By Michael Baadke
How many fun hobbies can you think of that have existed for more than 150 years? How about one that helps you learn, improves your manual dexterity, encourages you to express your creativity, lets you spend time alone or with friends, can relax you or get you pleasantly excited, and costs as much or as little as you want? Stamp collecting fits all those descriptions and more.
A stamp can take you as far back in history as the creation of Adam, shown on the 1958 3¢ International Geophysical Year stamp issued by the United States (Scott 1107), at left in Figure 2.If you don't have an opportunity to take a world cruise, the stamp hobby can take you to every country in the world, including many that no longer exist.
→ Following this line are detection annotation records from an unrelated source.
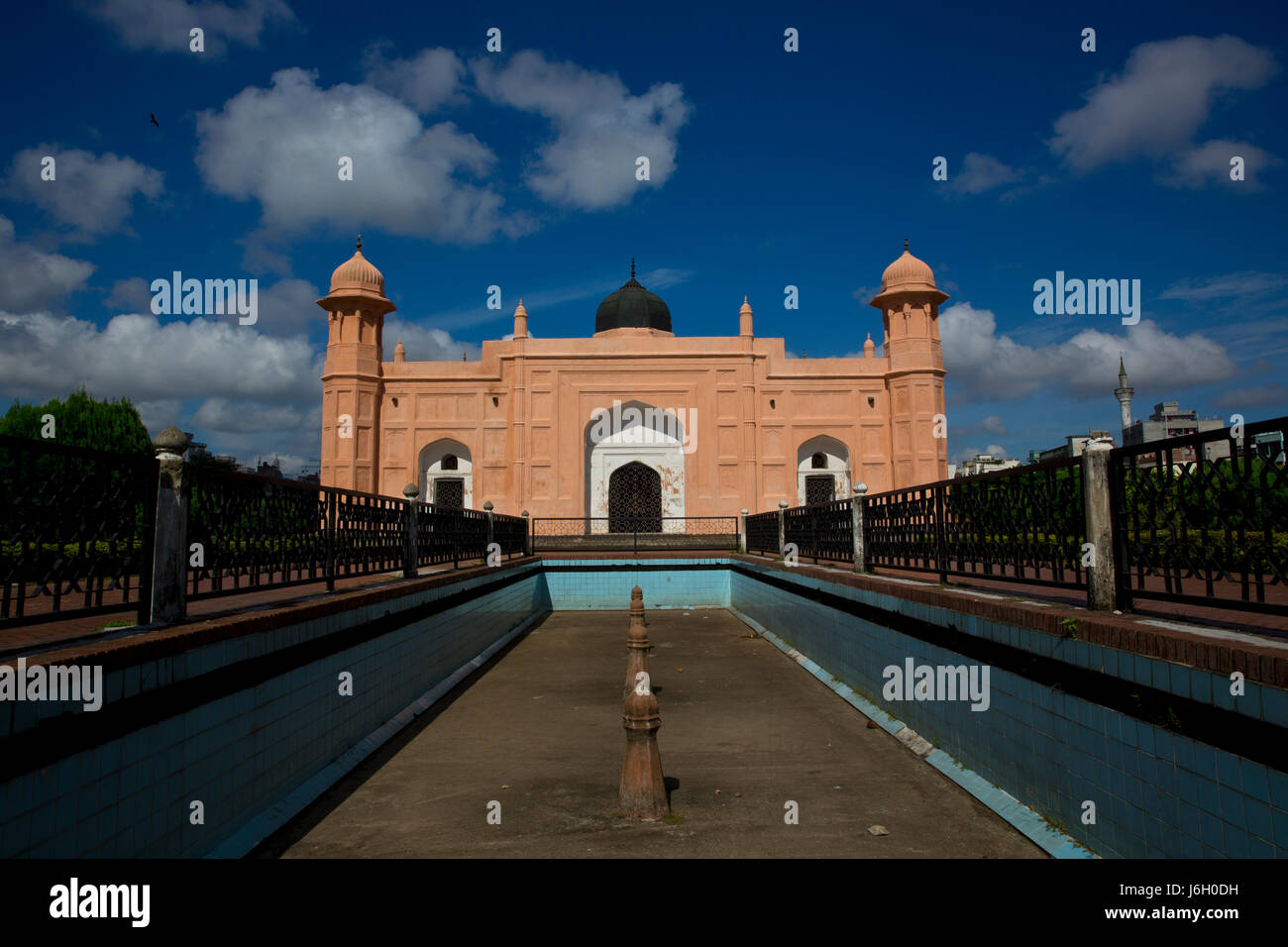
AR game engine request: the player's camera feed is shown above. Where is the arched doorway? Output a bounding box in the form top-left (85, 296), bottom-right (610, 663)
top-left (608, 460), bottom-right (662, 532)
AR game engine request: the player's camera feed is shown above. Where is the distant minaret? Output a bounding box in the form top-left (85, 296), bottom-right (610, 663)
top-left (1115, 352), bottom-right (1136, 443)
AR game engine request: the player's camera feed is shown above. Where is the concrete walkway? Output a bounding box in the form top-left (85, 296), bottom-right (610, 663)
top-left (255, 607), bottom-right (1046, 858)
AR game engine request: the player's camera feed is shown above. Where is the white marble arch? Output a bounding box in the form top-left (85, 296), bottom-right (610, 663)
top-left (796, 434), bottom-right (850, 506)
top-left (419, 437), bottom-right (474, 510)
top-left (587, 401), bottom-right (684, 532)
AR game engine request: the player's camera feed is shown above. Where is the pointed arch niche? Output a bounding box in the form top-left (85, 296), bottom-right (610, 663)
top-left (419, 437), bottom-right (474, 509)
top-left (796, 434), bottom-right (850, 506)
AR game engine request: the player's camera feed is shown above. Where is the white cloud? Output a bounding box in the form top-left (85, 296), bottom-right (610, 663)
top-left (192, 398), bottom-right (305, 434)
top-left (939, 303), bottom-right (1237, 401)
top-left (473, 51), bottom-right (692, 210)
top-left (943, 151), bottom-right (1024, 196)
top-left (0, 217), bottom-right (94, 309)
top-left (197, 68), bottom-right (529, 254)
top-left (1212, 381), bottom-right (1288, 420)
top-left (5, 145), bottom-right (162, 240)
top-left (383, 317), bottom-right (482, 362)
top-left (362, 44), bottom-right (465, 115)
top-left (1159, 141), bottom-right (1283, 189)
top-left (89, 0), bottom-right (295, 54)
top-left (0, 312), bottom-right (322, 403)
top-left (1047, 36), bottom-right (1278, 180)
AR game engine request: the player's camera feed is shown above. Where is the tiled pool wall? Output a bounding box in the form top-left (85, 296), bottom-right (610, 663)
top-left (0, 563), bottom-right (550, 858)
top-left (0, 557), bottom-right (1288, 857)
top-left (542, 557), bottom-right (729, 611)
top-left (730, 563), bottom-right (1288, 858)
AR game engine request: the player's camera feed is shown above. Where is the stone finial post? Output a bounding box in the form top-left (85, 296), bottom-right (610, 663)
top-left (1078, 437), bottom-right (1118, 612)
top-left (150, 424), bottom-right (192, 625)
top-left (850, 483), bottom-right (868, 573)
top-left (403, 483), bottom-right (420, 579)
top-left (622, 585), bottom-right (653, 694)
top-left (618, 672), bottom-right (671, 821)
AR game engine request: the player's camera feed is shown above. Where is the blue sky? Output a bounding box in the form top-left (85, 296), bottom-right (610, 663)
top-left (0, 0), bottom-right (1288, 469)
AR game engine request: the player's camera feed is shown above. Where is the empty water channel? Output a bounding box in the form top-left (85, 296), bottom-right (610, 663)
top-left (0, 556), bottom-right (1288, 858)
top-left (246, 557), bottom-right (1288, 858)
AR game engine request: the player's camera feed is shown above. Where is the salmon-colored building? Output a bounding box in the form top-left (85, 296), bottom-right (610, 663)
top-left (318, 241), bottom-right (948, 517)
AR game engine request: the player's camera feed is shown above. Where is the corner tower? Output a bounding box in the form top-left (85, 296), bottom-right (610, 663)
top-left (317, 235), bottom-right (394, 493)
top-left (870, 240), bottom-right (948, 489)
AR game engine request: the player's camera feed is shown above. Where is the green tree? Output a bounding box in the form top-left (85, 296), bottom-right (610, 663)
top-left (0, 388), bottom-right (154, 456)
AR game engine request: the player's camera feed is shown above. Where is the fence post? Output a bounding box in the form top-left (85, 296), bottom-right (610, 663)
top-left (778, 500), bottom-right (787, 556)
top-left (151, 424), bottom-right (192, 625)
top-left (1078, 438), bottom-right (1118, 612)
top-left (403, 483), bottom-right (420, 579)
top-left (850, 483), bottom-right (868, 573)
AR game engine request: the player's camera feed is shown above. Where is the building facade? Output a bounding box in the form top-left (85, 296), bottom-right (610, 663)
top-left (318, 241), bottom-right (948, 519)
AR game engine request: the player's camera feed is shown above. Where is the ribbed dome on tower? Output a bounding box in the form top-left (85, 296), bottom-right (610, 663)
top-left (881, 240), bottom-right (937, 292)
top-left (331, 233), bottom-right (385, 296)
top-left (595, 261), bottom-right (671, 333)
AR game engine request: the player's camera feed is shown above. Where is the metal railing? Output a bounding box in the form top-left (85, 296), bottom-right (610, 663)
top-left (1111, 417), bottom-right (1288, 614)
top-left (0, 436), bottom-right (158, 626)
top-left (783, 500), bottom-right (854, 562)
top-left (863, 458), bottom-right (1087, 588)
top-left (532, 515), bottom-right (739, 553)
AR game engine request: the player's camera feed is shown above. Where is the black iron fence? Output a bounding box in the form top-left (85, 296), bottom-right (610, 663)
top-left (188, 468), bottom-right (527, 599)
top-left (747, 417), bottom-right (1288, 614)
top-left (783, 500), bottom-right (854, 562)
top-left (747, 513), bottom-right (778, 553)
top-left (532, 515), bottom-right (739, 553)
top-left (0, 436), bottom-right (158, 626)
top-left (1111, 417), bottom-right (1288, 614)
top-left (863, 458), bottom-right (1087, 588)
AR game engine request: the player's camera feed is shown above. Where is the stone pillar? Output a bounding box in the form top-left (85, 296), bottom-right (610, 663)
top-left (403, 483), bottom-right (420, 579)
top-left (618, 673), bottom-right (671, 822)
top-left (151, 424), bottom-right (190, 625)
top-left (622, 585), bottom-right (652, 694)
top-left (850, 483), bottom-right (868, 573)
top-left (1078, 438), bottom-right (1118, 612)
top-left (778, 500), bottom-right (787, 556)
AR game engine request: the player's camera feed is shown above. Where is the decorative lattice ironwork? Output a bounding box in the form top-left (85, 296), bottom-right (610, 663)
top-left (492, 513), bottom-right (528, 556)
top-left (1111, 417), bottom-right (1288, 614)
top-left (805, 474), bottom-right (836, 506)
top-left (608, 460), bottom-right (662, 532)
top-left (185, 466), bottom-right (335, 599)
top-left (332, 489), bottom-right (407, 576)
top-left (0, 436), bottom-right (158, 625)
top-left (783, 497), bottom-right (854, 562)
top-left (532, 517), bottom-right (738, 552)
top-left (434, 481), bottom-right (465, 510)
top-left (863, 458), bottom-right (1087, 588)
top-left (747, 513), bottom-right (778, 556)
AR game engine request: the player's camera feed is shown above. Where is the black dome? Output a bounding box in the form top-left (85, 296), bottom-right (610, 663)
top-left (595, 261), bottom-right (671, 333)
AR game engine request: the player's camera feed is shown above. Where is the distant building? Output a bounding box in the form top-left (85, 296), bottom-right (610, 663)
top-left (1029, 430), bottom-right (1113, 462)
top-left (956, 454), bottom-right (1020, 476)
top-left (1115, 357), bottom-right (1231, 464)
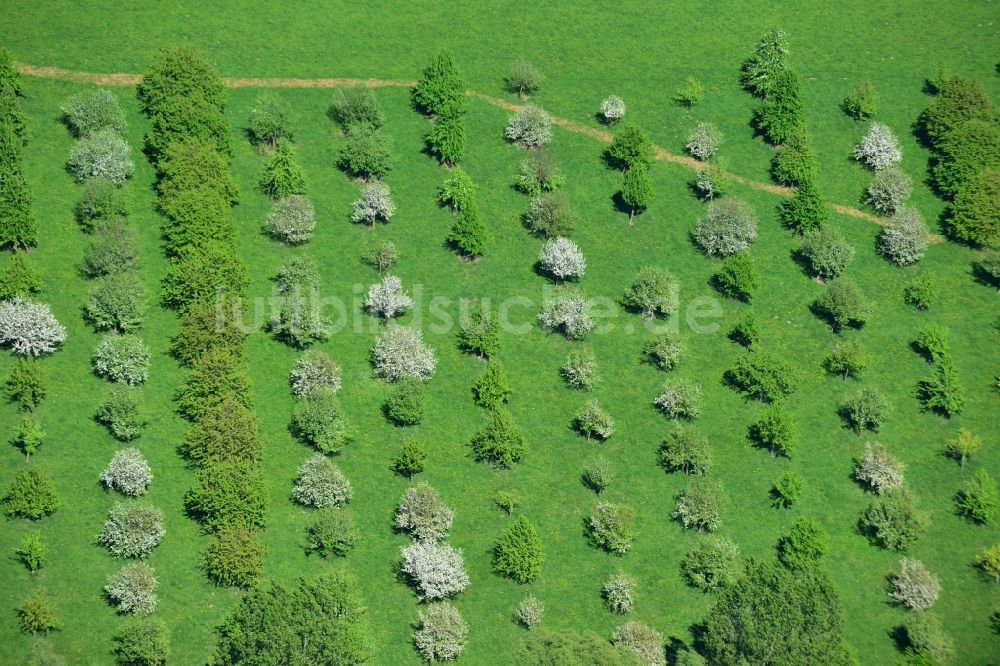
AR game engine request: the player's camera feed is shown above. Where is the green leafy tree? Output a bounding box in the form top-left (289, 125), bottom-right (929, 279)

Just look at the diverse stamps shown in Figure 1, representing every continent on the planet.
Or it can take you deep into a fantastic future where a trip to another planet is as effortless as looking at one of the U.S. 1998 32¢ Space Discovery stamps (3240), shown at right in Figure 2.
If you enjoy assembling puzzles, stamp collecting is one of the biggest puzzles of all, with half a million pieces waiting to be put together. If you like to read, stamp collecting can lead you to examine any area that interests you. Stamps will probably get you started in subjects that you never even knew existed.
People get interested in the stamp hobby for a lot of different reasons. Most of those folks have a natural inclination to collect, and stamps are just about the perfect way to satisfy the urge.
That's because the stamp collector deals in sets and series, single countries, groups of countries, or definable topics, such as dogs on stamps, dancing on stamps or even stamps on stamps.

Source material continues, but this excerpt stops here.